Fellow obidients, you are not more Nigerian than other
Nigerians. If you want your candidate to win, you need to convince the
electorates. The people you call almajiris at the slightest provocation
are the ones you need most. I had doubts about polls positioning Peter Obi to
win because the poll respondents are online while the greater percentage of
real voters are offline. They remain offline and should be targeted and
converted with a clear message. The ‘shege’ they go through may
eventually reveal to them that they messed up, but the gospel of the need for
an outlier as a President needs to be better disseminated. Whether they like it
or not, Peter Obi is an outlier for Nigerian politicians and a better option,
but have we convinced the voters about this?
The selflessness and pursuit of a saner country by Uncle Dele and
Aisha in print and visual media are there for all to see – I respect them both.

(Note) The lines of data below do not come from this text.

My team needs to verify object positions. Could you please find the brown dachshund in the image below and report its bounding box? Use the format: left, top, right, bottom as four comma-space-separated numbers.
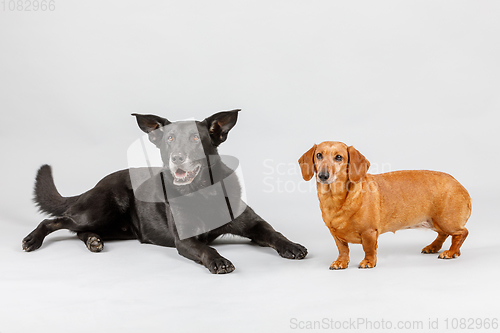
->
298, 141, 471, 269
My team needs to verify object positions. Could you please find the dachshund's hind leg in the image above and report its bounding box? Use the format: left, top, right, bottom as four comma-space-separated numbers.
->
421, 232, 448, 254
438, 228, 468, 259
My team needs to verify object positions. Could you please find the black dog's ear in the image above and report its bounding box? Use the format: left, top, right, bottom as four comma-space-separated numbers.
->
203, 109, 241, 147
131, 113, 171, 147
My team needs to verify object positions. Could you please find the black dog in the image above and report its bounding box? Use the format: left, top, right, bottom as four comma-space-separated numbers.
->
23, 110, 307, 274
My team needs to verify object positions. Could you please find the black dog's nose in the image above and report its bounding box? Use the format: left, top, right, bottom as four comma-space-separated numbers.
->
171, 153, 186, 165
318, 171, 329, 182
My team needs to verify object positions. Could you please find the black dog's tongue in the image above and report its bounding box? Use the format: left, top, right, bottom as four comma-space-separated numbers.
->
175, 169, 187, 177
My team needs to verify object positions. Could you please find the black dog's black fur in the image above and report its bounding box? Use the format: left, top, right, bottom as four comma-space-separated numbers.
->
23, 110, 307, 274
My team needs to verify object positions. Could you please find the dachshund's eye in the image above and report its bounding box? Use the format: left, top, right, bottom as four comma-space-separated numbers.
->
168, 135, 175, 142
192, 134, 200, 141
316, 153, 323, 160
335, 155, 343, 162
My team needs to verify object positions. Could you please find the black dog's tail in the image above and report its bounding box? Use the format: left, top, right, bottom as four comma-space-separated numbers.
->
33, 165, 80, 216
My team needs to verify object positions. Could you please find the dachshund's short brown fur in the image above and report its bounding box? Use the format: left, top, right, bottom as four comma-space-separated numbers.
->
299, 141, 471, 269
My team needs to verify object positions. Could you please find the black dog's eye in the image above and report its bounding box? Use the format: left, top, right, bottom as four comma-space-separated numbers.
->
192, 134, 200, 141
335, 155, 343, 162
168, 135, 175, 142
316, 153, 323, 160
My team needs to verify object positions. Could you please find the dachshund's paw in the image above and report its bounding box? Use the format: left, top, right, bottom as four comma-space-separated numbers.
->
358, 259, 376, 269
329, 260, 349, 270
208, 258, 235, 274
22, 233, 43, 252
421, 245, 441, 254
277, 242, 308, 260
438, 250, 460, 259
86, 236, 103, 252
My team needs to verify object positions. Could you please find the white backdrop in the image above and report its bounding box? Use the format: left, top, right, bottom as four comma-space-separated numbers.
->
1, 1, 499, 332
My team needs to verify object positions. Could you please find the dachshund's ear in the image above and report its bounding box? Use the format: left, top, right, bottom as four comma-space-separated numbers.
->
347, 146, 370, 183
298, 144, 317, 181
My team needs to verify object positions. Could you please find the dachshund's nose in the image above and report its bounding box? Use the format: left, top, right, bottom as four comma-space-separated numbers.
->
171, 153, 186, 165
318, 171, 329, 181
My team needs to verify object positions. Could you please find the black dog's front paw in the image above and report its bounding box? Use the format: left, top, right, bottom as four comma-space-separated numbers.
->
22, 233, 43, 252
277, 242, 308, 260
207, 257, 235, 274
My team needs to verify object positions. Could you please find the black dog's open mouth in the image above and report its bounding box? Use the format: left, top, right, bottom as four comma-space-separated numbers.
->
172, 165, 201, 186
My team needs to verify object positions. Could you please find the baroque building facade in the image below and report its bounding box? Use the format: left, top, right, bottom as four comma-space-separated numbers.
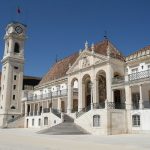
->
0, 22, 150, 135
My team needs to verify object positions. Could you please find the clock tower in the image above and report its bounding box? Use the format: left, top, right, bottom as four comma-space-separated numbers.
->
0, 22, 27, 127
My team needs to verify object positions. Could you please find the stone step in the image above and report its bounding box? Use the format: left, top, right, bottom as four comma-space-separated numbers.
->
38, 114, 88, 135
63, 114, 74, 122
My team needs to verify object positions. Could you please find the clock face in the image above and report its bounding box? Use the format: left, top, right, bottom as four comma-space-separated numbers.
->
15, 26, 23, 34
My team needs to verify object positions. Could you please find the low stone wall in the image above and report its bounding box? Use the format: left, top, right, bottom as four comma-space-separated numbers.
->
25, 112, 63, 129
75, 109, 127, 135
75, 109, 108, 135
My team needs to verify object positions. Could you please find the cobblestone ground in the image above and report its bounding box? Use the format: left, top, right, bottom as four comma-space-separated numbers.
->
0, 128, 150, 150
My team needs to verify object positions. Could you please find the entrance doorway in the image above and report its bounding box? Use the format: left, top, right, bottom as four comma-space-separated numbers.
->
73, 99, 78, 112
114, 90, 121, 109
61, 101, 65, 112
132, 93, 140, 109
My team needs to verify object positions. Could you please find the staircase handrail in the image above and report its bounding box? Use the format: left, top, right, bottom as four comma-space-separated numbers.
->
51, 108, 61, 118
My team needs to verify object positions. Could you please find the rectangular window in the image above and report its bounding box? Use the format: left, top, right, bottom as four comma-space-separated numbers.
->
32, 119, 34, 126
44, 117, 48, 125
13, 95, 15, 100
93, 115, 100, 127
14, 75, 17, 80
13, 85, 16, 90
132, 115, 140, 127
131, 68, 138, 73
14, 66, 18, 69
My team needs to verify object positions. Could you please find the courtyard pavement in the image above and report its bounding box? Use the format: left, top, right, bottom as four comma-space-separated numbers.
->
0, 128, 149, 150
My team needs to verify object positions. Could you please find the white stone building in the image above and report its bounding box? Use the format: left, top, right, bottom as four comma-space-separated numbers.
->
0, 22, 150, 135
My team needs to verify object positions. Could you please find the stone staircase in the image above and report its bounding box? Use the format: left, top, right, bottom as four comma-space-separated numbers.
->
7, 116, 25, 128
38, 114, 89, 135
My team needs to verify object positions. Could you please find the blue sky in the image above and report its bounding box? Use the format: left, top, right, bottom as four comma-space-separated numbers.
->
0, 0, 150, 77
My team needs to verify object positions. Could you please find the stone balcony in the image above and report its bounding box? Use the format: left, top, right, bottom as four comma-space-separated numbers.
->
112, 69, 150, 85
23, 89, 78, 101
128, 69, 150, 81
27, 89, 68, 101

They desperately want a country to be proud of. But it appears to me that they
have been subjective on this occasion. I hope they will untangle the elements
of this loss, one of which is the failure to sell the Peter Obi candidacy to
the Northern electorates. It may well be impossible, and they need to accept
this if that is the case. But the fact that there were pockets of votes here
and there means it is possible.
As an INEC ad-hoc staff in an off-cycle election in a northern
state during my youth service, I would reject the assumption of INEC declaring
non-existent votes in the north because they take elections more seriously than
other regions. But I do not excuse underage voting or the violence that comes
with it. From the moment Buhari openly displayed his ballot for the world to
see as he did years before, he set an ugly start for the election. The secrecy
of the ballot was foregone, vote-buying was easier, and intimidation was
sanctioned. But voter intimidation was not restricted to APC strongholds.
Yet a whimper has yet to be said by our courts on the need to improve the
electioneering process by INEC. Our courts cannot continue to certify the
non-compliance in our elections every four years as insignificant and expect a
better electioneering process next time. It won’t happen.
Dear obidients, just like some of you, I campaigned and
spent money because of my faith in Peter Obi. But we can’t keep acclaiming
victory that has eluded us to make it valid. We need to assess the situation
objectively. There is no doubt that the Peter Obi movement needed northern
Nigeria and failed to clinch important wins there. A post-election cold war is
already worsening his chances in the next election if he does throw his hat in
the ring again. The task of educating the electorates should have begun. But
when we remain fixated on the unproven assertion that Obi won without empirical
evidence, then we are already losing the plot to victory in 2027. I know it is
difficult to start again after all that you said and did, but the Nigeria we
deserve is only possible when we have the leadership we deserve.